Nvidia Deepstream 运行延迟,卡顿,死机处理办法

Nvidia Deepstream小细节系列:Deepstream 运行延迟,卡顿,死机处理办法

当我们在运行deepstream应用的时候,可能会遇到延迟,视频显示卡顿,甚至死机,或应用程序关闭等情况。这里详细罗列所有可能发生上述现象的原因和可行的解决办法。目前代码基于deepstream python,但对于C++平台也是一个道理。

环境描述:

  • 本案例运行环境:Jetson NX
  • IDE:VSCode
  • JetPack 4.6.1 GA
  • Deepstream 6.0.1


可能1:Jetson 时钟未设置

在我们安装Deepstream的最后一步,需要Boost the clocks

sudo nvpmodel -m 0
sudo jetson_clocks

一般如果我们是通过SDKManager安装的Deepstream,或者直接允许相关镜像,不需要担心这个问题。
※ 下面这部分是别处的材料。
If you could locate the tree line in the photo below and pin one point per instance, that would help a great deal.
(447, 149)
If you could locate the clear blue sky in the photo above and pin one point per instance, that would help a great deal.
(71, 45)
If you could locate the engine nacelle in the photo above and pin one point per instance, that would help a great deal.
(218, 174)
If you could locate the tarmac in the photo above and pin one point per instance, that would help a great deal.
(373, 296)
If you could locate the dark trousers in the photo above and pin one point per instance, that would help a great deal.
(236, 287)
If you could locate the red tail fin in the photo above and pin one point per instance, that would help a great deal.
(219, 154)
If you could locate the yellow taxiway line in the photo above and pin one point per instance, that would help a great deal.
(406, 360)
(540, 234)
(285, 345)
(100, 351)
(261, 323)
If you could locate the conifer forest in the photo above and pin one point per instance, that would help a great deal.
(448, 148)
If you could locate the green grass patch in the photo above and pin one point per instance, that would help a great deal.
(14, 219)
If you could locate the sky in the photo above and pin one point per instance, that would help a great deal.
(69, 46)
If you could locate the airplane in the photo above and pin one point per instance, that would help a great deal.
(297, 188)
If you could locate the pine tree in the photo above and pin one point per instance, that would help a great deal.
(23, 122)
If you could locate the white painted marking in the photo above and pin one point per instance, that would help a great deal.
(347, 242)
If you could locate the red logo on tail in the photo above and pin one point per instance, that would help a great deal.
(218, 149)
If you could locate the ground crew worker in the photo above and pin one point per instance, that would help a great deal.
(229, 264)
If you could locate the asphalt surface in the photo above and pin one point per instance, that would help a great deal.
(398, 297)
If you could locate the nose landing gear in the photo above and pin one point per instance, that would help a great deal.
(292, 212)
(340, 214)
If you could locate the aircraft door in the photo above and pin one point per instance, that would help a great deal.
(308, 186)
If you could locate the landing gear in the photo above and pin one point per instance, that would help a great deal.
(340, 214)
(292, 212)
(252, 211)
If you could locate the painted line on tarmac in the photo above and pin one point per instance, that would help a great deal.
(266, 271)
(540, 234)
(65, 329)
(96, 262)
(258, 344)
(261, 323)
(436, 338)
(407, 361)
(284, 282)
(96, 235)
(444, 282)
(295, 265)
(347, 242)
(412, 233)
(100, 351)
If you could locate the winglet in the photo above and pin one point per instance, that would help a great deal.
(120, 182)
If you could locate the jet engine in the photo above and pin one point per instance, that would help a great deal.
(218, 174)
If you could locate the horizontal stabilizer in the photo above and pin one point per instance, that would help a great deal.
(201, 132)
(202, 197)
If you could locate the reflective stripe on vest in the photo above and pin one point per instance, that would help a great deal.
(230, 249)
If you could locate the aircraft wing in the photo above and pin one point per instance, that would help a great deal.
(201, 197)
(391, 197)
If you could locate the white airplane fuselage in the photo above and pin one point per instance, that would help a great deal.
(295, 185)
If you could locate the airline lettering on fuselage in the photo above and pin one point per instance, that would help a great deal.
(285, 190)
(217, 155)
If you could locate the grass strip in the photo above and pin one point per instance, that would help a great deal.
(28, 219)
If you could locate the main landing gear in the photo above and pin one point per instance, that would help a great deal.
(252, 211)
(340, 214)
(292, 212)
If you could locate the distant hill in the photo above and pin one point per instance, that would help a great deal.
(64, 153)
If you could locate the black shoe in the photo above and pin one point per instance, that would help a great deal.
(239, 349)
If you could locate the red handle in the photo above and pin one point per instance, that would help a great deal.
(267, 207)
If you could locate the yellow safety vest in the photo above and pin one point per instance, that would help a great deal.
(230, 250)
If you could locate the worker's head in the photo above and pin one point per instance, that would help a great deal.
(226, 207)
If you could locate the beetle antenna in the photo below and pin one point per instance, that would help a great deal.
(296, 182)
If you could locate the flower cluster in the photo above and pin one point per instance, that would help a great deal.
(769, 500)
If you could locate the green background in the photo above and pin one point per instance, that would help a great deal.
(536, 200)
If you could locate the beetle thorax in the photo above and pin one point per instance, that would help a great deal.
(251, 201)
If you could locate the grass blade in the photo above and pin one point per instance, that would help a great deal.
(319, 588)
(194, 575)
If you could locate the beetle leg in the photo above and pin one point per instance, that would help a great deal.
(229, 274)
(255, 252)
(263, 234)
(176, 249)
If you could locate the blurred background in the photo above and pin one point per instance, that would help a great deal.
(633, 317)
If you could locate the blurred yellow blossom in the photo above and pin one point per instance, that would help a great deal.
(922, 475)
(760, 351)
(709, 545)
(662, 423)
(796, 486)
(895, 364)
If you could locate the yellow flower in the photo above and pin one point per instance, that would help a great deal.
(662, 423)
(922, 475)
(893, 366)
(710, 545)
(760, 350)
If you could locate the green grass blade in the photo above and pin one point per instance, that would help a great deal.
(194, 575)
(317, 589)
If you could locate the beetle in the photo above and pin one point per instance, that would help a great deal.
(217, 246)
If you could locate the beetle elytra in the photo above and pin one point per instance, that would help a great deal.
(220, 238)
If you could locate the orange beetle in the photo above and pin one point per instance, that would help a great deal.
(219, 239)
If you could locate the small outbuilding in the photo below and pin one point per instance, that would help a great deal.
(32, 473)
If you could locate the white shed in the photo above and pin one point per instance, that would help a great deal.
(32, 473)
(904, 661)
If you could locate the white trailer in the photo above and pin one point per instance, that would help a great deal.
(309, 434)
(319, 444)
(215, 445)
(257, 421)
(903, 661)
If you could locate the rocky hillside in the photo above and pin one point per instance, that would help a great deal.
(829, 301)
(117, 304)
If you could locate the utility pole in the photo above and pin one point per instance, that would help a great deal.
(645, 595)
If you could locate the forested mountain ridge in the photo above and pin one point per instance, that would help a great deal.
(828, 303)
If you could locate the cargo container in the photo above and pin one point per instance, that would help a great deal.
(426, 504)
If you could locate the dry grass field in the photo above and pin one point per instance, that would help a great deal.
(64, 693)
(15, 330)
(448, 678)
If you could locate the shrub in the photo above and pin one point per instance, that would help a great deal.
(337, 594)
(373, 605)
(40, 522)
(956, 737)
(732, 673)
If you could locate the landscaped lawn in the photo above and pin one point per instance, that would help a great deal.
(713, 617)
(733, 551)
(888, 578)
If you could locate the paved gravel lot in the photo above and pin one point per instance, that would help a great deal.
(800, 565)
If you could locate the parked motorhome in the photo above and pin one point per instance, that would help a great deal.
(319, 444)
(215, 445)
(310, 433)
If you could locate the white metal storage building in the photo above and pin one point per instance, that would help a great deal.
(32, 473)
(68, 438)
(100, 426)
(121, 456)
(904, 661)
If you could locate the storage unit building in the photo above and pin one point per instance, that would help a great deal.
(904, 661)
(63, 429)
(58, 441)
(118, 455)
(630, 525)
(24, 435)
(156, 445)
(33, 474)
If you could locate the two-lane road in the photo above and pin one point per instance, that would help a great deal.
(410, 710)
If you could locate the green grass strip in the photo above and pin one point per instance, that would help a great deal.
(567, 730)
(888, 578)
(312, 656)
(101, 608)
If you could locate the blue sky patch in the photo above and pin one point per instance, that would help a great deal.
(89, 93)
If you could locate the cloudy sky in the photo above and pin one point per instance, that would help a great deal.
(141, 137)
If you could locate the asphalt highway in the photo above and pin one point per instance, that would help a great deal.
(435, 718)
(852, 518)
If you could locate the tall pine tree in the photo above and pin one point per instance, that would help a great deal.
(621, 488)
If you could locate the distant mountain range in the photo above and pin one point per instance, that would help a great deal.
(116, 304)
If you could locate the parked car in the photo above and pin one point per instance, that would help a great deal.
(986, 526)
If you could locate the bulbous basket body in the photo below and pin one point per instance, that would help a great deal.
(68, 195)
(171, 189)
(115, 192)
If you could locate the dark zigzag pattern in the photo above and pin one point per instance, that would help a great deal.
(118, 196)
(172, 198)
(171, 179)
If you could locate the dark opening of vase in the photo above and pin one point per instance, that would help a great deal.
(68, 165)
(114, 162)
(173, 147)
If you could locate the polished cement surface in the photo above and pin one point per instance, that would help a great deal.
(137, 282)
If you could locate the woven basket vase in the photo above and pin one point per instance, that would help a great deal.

可能2:设置batched-push-timeout参数

batched-push-timeoutGst-nvstreammux的一个参数。从官方文档看到的关于此参数的定义:

Timeout in microseconds to wait after the first buffer is available to push the batch even if a complete batch is not formed.

翻译成中文:

即使没有形成完整的批次,在第一个缓冲区可用后将批次推入之后的超时(以微秒为单位)。

我们知道,Gst-nvstreammux的作用是将各个video stream mux在一起,然后进入下一个nvinfer模块。batched-push-timeout这个参数不能设置太大,否则,batch push就会造成延迟。一般这个值设置为1/max_fps。需要注意,单位是microseconds。所以在代码中,我们需要这么写:

streammux.set_property('batched-push-timeout', int(1000000/CfgVidSource.fps) )

可能3:nvInfer的模型相关

我们需要检查是否模型本身推理的模型就注定了系统的延迟。比如我们设置2个摄像头连接到系统,每个摄像头25FPS,那么模型推理的时间必须在1/50秒内完成。当然,我们可以通过设置nvTraker,还是模块的多线程来解决这个问题,但终究我们需要先考虑模型本身的性能。

另外一种可能性就是模型的图像输入尺寸。我们可以通过调整Gst-nvstreammux中的widthheight参数来控制从nvstreammux输入给nvinfer的图像尺寸。widthheight的默认值是1280和720。个人觉得图像输入尺寸的调整不会对整体性能有多大改变,可能输入图像尺寸过大会导致nvinfer消耗更多的时间。由于大多数模型的输入图像的尺寸也不大,所以我们可以自定义这两个参数,数值大于等于模型的输入图像尺寸即可,但不需要太大。相关代码如下:

streammux.set_property('width', streammux_width)
streammux.set_property('height', streammux_height)

可能4:设置live-source参数

live-sourceGst-nvstreammux的一个参数。官方文档看到的关于此参数的定义:

Indicates to muxer that sources are live, e.g. live feeds like an RTSP or USB camera.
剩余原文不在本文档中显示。